Y el tiempo transcurría. No podía abandonar a Marie ahora. ¿Qué pensaría de él? ¿Y qué pensarían los médicos si asomaba la cabeza por la sala de guardia diciendo: «Me voy, tengo que recoger a alguien en el aeropuerto»? Intentó ordenar sus pensamientos, pero no se dejaban. ¿Iba por fin a ganar una esposa y perder una hermana? Se tapó la cara con las manos, desesperado. El médico le tocó el hombro.

– Me voy. Llame usted si necesita algo.

Gunder se frotó los ojos con fuerza. ¿En quién podía confiar? No tenía amigos íntimos. Nunca había querido tenerlos. O no había sido capaz de buscárselos, ya no estaba seguro. El tiempo transcurría. El respirador, con su sibilante sonido, le molestaba, quería pararlo para no tener que oírlo. Interfería en su propia respiración, lo sentía como una opresión en el pecho. Por fin soltó la mano de Marie y se levantó de golpe. Salió al pasillo y encontró un teléfono público.

Gunder nunca cogía taxis, pero se sabía el número de memoria. Estaba rotulado en el Mercedes de Kalle con letras negras. Respondió al segundo pitido.

– Kalle. Soy Gunder Jomann. Estoy en el Hospital Central. Mi hermana ha tenido un accidente de tráfico.

Se hizo el silencio al otro lado del teléfono. Podía oír la respiración de Kalle.

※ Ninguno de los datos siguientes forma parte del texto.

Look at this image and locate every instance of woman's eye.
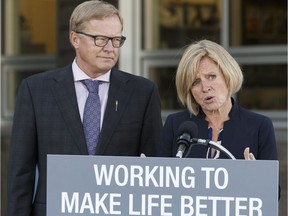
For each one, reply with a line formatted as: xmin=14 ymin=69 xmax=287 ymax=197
xmin=192 ymin=80 xmax=200 ymax=86
xmin=208 ymin=75 xmax=216 ymax=80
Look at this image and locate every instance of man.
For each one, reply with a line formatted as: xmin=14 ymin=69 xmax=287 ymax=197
xmin=8 ymin=1 xmax=162 ymax=216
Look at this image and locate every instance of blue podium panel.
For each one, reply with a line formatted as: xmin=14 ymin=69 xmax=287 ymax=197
xmin=47 ymin=155 xmax=279 ymax=216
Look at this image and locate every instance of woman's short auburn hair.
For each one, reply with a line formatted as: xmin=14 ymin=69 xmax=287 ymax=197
xmin=176 ymin=40 xmax=243 ymax=115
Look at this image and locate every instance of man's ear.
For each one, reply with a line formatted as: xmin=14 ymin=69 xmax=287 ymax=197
xmin=69 ymin=31 xmax=79 ymax=49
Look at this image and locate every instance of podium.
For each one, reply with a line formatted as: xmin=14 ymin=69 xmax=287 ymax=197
xmin=47 ymin=155 xmax=279 ymax=216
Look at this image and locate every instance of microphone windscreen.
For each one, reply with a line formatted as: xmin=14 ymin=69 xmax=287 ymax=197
xmin=177 ymin=121 xmax=198 ymax=137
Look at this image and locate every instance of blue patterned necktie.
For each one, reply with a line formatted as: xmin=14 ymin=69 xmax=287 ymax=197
xmin=83 ymin=79 xmax=101 ymax=155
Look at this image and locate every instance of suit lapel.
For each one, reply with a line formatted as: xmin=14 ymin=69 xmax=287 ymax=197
xmin=52 ymin=66 xmax=88 ymax=154
xmin=96 ymin=69 xmax=133 ymax=154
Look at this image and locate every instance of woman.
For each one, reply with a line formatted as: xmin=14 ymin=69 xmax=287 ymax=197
xmin=159 ymin=40 xmax=277 ymax=160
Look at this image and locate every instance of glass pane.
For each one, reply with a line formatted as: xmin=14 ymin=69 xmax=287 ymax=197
xmin=149 ymin=66 xmax=182 ymax=110
xmin=142 ymin=0 xmax=221 ymax=50
xmin=2 ymin=0 xmax=56 ymax=56
xmin=230 ymin=0 xmax=287 ymax=46
xmin=238 ymin=64 xmax=287 ymax=110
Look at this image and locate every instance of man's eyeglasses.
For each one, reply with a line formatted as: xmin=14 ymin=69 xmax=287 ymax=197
xmin=75 ymin=31 xmax=126 ymax=48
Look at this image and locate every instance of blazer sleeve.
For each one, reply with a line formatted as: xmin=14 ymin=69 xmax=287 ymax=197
xmin=8 ymin=80 xmax=37 ymax=216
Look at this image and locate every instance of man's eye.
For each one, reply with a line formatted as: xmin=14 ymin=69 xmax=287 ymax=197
xmin=208 ymin=75 xmax=216 ymax=80
xmin=96 ymin=37 xmax=107 ymax=41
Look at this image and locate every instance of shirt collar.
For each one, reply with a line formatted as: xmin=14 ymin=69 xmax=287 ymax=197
xmin=72 ymin=59 xmax=111 ymax=83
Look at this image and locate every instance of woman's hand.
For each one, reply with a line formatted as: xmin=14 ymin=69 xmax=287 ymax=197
xmin=244 ymin=147 xmax=256 ymax=160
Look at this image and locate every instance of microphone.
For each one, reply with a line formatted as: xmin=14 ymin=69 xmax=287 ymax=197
xmin=190 ymin=138 xmax=236 ymax=160
xmin=176 ymin=121 xmax=198 ymax=158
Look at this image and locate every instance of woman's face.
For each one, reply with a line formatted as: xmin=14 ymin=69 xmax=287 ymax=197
xmin=191 ymin=57 xmax=230 ymax=113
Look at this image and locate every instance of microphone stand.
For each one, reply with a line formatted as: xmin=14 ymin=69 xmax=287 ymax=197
xmin=180 ymin=138 xmax=236 ymax=160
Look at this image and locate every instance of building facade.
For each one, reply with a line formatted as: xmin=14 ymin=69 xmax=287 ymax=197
xmin=1 ymin=0 xmax=287 ymax=216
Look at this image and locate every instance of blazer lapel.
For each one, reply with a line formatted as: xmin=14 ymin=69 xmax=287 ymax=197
xmin=96 ymin=69 xmax=133 ymax=154
xmin=52 ymin=67 xmax=88 ymax=154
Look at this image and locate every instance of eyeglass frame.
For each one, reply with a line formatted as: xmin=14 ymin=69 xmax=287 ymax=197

– ¡Qué horror! -dijo muy serio -. ¿Puedo hacer algo?

– ¡Sí! -gritó Gunder-. Verás, estoy esperando una visita del extranjero. De la India -explicó.

Kalle se calló. Sabía del viaje de Gunder y empezó a entender que se trataba de algo realmente importante.

– Ella llega en un avión desde Frankfurt a las seis, y espera que yo la recoja. Pero no puedo abandonar a Marie. Está en coma -jadeó.

– Entiendo.

La voz de Kalle apenas era audible.

– ¿Podrías ir a buscarla en mi lugar?

– ¿Yo? -dijo Kalle.

– ¡Tendrás que ir al aeropuerto de Gardermoen y recogerla! Tienes un taxi, podrás aparcar justo delante de la entrada principal, ¿no? Cóbrame lo que sea. Pero tendrías que salir ahora mismo para que te dé tiempo. Cuando ella salga de la sala de llegadas y no me vea, seguramente irá a información. Es de la India -repitió -. Tiene el pelo largo y lo lleva recogido en una trenza. Es un poco más joven que yo. Si no la ves, tendrán que llamarla por los altavoces. Se llama Poona Bai.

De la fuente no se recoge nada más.